Was sie schon immer wissen wollten

über den Multifunktionsdrehknopf von Petri+Lehr

Multifunktionsdrehknopf
 

Immer wieder werden wir nach den Anfängen des Multifunktionsdrehknopfs und nach den unterschiedlichen Erneuerungen gefragt. Deswegen stellten wir für Sie die wiederkehrenden Fragen zusammen:

Seit wann gibt es den Multifunktionsdrehknopf (MFD)?

Der Multifunktionsdrehknopf (MFD) wurde 2003/4 von uns entwickelt und 2005 in den Markt eingeführt. Er ersetzte unsere seit 1999 angebotene IR-Lenkradfernbedienung.

Seit wann gibt es den Ein-/aus-Schalter?

Bereits die IR-Fernbedienung hatte 1999 einen Schalter zum Ein- bzw. Ausschalten zur Aktivierung und Deaktivierung des Systems. Der Grund ist einfach: Hiermit werden Fehlbedienungen oder unbeabsichtigte Bedienungen, wenn das Fahrzeug von einem Fahrer ohne Handicap (Lebensgefährte, Freunde, Kfz Service Mitarbeiter im Autohaus, ADAC Mitarbeiter, Pannenhilfe, ...) gefahren wird, vermieden. Diesen Schalter haben auch alle unsere jüngeren Entwicklungen des Multifunktionsdrehknopfs.

Gibt es gesetzliche EU-Grundlagen für den Multifunktionsdrehknopf?

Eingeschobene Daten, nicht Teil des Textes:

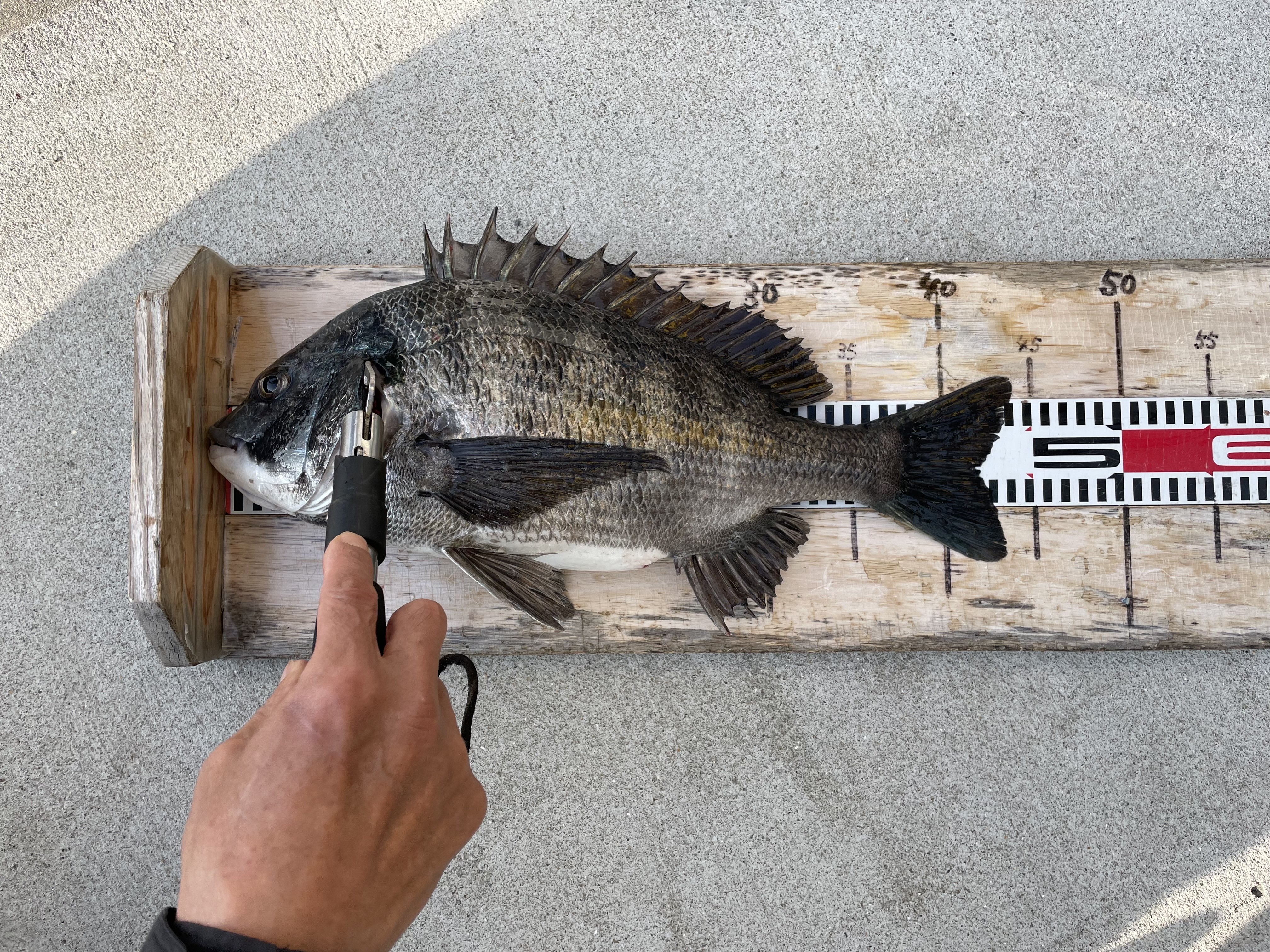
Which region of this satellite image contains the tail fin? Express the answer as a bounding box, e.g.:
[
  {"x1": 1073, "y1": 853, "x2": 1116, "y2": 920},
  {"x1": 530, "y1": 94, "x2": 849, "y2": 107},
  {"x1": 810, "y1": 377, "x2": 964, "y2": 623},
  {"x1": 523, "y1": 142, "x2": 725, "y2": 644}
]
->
[{"x1": 871, "y1": 377, "x2": 1011, "y2": 562}]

Ja, die gibt es. Die Entwicklung unseres Multifunktionsdrehknopfs basiert auf den gesetzlichen Grundlagen, die das Fahrerlaubnisrecht der EU vorgibt. Hier sind klare Auflagen und Beschränkungen zum Führen eines Fahrzeugs bei Einschränkungen des Fahrzeugführers festgelegt. Nationale Abweichungen sind möglich. Bei Wikipedia finden Sie die EU-Richtlinien im Vergleich zu den deutschen.
Unsere auf der Internetseite gezeigten Produkte sind alle mit den deutschen Schlüsselzahlen versehen und unter Wissenswertes in unserer Mediathek nochmals zusammengefasst.

Der Multifunktionsdrehknopf wird auch der ECE-R21 Richtlinie gerecht. Hier sind die Anforderungen an den Fahrzeuginnenraum formuliert.

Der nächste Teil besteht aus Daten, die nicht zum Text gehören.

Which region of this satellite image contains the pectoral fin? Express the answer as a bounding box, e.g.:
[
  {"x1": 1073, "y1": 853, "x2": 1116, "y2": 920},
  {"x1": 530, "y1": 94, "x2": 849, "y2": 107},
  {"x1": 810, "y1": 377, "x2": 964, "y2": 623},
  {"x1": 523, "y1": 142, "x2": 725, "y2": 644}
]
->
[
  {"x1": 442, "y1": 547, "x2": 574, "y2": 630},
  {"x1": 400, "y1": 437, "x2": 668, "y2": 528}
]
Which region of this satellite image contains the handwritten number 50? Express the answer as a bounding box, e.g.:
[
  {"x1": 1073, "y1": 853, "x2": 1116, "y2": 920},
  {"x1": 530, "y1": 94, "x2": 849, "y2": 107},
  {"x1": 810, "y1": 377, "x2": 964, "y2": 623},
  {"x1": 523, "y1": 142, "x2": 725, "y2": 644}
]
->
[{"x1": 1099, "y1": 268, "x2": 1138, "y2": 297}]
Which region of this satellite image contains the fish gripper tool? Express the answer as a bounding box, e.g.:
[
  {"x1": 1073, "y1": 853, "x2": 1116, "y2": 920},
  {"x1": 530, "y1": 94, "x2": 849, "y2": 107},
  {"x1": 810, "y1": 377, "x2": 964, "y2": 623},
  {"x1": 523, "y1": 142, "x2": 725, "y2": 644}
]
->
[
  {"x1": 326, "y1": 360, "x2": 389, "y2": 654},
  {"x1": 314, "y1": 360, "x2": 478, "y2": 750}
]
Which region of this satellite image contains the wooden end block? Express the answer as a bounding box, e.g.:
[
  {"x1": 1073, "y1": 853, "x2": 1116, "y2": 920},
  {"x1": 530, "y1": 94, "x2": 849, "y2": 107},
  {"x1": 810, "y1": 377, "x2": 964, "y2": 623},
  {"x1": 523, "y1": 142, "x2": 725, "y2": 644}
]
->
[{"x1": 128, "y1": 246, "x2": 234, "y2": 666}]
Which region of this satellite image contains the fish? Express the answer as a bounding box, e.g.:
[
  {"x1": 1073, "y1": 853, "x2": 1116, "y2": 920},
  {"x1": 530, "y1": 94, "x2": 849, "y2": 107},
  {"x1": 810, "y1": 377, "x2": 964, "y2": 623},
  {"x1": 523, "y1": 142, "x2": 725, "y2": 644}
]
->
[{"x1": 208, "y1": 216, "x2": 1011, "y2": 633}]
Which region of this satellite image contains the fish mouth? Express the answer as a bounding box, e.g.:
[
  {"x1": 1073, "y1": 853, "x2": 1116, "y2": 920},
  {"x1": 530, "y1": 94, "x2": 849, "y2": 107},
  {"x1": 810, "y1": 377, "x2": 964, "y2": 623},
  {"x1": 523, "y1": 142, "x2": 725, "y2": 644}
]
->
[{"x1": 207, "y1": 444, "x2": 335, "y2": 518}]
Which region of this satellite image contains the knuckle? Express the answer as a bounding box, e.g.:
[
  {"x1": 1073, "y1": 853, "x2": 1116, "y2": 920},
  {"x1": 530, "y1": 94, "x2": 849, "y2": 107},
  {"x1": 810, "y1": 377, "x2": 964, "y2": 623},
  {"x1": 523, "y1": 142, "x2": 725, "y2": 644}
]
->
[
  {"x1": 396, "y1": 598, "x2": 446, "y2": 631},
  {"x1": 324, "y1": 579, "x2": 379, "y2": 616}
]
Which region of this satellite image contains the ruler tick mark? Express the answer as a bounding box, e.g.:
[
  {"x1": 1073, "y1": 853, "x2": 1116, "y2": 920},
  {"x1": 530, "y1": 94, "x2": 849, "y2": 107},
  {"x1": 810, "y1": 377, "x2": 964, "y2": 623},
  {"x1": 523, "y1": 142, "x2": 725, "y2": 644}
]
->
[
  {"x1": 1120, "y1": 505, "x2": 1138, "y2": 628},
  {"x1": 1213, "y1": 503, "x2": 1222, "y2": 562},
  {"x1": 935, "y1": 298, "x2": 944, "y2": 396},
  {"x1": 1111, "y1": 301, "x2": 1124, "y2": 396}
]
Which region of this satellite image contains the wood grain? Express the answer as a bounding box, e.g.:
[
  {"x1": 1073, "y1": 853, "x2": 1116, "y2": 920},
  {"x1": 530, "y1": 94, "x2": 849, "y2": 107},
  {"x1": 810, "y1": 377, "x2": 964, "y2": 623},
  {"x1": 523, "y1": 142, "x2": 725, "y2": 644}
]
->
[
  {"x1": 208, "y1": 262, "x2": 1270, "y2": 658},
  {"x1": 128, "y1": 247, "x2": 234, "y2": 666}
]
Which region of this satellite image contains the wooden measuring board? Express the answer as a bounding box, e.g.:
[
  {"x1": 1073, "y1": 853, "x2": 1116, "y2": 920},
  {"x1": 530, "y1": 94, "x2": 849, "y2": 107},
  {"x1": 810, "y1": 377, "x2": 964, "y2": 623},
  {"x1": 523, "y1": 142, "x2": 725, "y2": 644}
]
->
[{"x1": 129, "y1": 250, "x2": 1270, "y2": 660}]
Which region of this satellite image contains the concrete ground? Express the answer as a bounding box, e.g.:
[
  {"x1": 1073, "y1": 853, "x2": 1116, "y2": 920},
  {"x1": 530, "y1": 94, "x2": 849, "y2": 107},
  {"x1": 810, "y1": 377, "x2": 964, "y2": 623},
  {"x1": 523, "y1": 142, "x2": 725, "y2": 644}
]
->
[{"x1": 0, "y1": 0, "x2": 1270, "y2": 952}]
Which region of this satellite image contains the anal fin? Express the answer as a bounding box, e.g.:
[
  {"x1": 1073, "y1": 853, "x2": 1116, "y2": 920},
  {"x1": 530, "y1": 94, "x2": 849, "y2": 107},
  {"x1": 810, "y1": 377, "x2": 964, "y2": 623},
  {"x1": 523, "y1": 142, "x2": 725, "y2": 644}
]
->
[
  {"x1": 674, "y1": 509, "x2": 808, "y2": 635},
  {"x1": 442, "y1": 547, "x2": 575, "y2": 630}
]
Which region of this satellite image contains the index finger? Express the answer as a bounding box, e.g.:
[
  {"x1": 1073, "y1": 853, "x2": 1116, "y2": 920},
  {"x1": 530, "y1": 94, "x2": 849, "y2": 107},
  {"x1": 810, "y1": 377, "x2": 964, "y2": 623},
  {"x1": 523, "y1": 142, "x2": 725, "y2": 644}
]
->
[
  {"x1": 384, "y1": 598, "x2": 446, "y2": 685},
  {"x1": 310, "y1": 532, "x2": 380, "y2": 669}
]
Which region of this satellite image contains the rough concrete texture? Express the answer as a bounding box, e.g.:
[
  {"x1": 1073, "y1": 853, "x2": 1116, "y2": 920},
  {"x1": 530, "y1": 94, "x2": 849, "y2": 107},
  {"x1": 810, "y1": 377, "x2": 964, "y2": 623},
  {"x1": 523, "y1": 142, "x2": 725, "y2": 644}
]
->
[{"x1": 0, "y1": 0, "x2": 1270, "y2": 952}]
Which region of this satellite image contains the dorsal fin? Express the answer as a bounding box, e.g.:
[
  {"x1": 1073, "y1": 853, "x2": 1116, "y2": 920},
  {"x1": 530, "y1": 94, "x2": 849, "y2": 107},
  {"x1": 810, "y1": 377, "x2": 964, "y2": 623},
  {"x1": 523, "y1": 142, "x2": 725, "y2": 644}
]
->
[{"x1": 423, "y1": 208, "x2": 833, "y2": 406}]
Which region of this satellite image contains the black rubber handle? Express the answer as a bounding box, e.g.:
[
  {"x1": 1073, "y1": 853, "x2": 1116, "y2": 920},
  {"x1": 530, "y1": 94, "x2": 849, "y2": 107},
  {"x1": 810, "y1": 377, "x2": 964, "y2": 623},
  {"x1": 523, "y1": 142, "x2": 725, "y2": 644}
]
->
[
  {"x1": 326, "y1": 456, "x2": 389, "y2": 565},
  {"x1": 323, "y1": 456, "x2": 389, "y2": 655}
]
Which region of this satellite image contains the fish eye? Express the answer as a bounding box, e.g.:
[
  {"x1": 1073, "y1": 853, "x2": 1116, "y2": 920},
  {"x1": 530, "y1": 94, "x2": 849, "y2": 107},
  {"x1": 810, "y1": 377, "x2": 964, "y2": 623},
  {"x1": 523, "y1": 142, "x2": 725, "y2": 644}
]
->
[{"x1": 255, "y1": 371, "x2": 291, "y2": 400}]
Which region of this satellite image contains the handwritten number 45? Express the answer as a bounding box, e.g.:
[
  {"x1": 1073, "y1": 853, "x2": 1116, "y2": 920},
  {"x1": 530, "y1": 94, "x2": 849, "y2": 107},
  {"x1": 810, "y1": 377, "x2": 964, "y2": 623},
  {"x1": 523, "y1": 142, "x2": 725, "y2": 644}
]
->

Was Sind die Rechtlichen Grundlagen der Verschiedenen Einbauvarianten?

SWRC1 _ Die Einfachste Variante (MFD1 und MFD TOUCH)
Diese technische Entwicklung basiert primär auf den Richtlinien des Europäischen Parlamentes und des Rates über die Prüfung einer elektrischen/elektronischen Unterbaugruppe (EUB) hinsichtlich der von Fahrzeugen verursachten Funkstörung (elektromagnetische Verträglichkeit, 72/245/EWG vom 20.06.1972 zuletzt geändert durch 2009/19/EG vom 12.03.2009).

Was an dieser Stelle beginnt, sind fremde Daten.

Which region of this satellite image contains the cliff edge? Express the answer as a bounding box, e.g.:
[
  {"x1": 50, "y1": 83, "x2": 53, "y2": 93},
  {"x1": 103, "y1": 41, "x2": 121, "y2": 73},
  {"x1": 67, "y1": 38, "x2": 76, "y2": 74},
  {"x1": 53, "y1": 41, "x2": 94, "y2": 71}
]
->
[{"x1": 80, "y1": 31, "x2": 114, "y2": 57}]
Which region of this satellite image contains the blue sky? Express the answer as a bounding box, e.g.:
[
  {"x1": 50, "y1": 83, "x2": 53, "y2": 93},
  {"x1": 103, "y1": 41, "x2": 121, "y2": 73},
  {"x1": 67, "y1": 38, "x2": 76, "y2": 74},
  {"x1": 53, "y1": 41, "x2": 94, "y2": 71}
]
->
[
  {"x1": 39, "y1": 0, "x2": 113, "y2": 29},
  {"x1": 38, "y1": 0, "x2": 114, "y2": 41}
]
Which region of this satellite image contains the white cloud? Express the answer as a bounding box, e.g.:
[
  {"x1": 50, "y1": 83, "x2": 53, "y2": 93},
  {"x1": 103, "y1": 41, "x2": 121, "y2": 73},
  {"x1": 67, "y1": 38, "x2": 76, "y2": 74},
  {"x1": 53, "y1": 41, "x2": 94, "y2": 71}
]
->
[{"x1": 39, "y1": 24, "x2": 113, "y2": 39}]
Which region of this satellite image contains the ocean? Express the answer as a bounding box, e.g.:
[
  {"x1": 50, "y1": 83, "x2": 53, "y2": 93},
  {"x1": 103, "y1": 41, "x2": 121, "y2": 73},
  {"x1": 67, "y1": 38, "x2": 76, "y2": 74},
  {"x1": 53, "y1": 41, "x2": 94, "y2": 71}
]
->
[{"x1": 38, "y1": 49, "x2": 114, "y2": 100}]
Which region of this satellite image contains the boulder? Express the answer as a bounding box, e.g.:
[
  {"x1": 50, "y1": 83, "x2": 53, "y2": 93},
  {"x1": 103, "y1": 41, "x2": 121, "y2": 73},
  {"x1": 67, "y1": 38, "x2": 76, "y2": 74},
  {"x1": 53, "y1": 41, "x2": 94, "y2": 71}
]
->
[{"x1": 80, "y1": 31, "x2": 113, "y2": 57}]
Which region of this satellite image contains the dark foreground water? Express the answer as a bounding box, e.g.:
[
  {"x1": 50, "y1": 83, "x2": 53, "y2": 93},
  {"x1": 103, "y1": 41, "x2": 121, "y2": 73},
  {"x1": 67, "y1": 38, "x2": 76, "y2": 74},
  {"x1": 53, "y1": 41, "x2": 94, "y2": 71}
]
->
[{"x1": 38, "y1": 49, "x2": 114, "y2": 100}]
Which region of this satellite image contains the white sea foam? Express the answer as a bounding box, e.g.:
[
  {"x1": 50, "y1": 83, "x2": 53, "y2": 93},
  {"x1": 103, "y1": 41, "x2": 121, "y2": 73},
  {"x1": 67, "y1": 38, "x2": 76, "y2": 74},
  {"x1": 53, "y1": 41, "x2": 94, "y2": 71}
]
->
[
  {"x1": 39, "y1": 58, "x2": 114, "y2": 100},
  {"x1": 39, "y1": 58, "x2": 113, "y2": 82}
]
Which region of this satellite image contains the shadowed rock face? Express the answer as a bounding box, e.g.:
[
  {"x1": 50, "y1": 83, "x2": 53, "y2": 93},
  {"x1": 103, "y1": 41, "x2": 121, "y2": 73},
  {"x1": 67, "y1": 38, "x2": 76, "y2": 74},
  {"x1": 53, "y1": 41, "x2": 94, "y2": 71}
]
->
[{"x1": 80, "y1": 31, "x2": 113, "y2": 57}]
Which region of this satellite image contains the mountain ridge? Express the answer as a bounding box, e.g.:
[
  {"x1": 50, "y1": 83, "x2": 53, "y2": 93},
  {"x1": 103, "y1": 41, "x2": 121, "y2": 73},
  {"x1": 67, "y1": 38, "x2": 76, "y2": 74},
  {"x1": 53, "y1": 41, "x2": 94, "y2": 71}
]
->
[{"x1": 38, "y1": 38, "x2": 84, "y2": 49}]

H-ECU _ Die CAN-Bus Nachrüstlösung AIS (MFD TOUCH)
Hierbei wird der MFD TOUCH elektronisch komplett in das Fahrzeug integriert und ist daher ein typgenehmigtes Bauteil. Es ist die umfangreichste Art der Prüfung (e1), die ein Produkt erreichen kann.
Für KBA (Kraftfahrtbundesamt)-zugelassene Produkte, wie die H-ECU, findet die Prüfung einer elektrischen/elektronischen Unterbaugruppe gemäß der Regelung 10 der Economic Commission for Europe für Kraftfahrzeuge und ihre Anhänger ECE-R 10 über einheitliche Vorschriften für die Genehmigung der Fahrzeuge hinsichtlich der elektromagnetischen Verträglichkeit Ausführung ECE-R 10 Revision 4 vom 28.10.2011 Anwendung.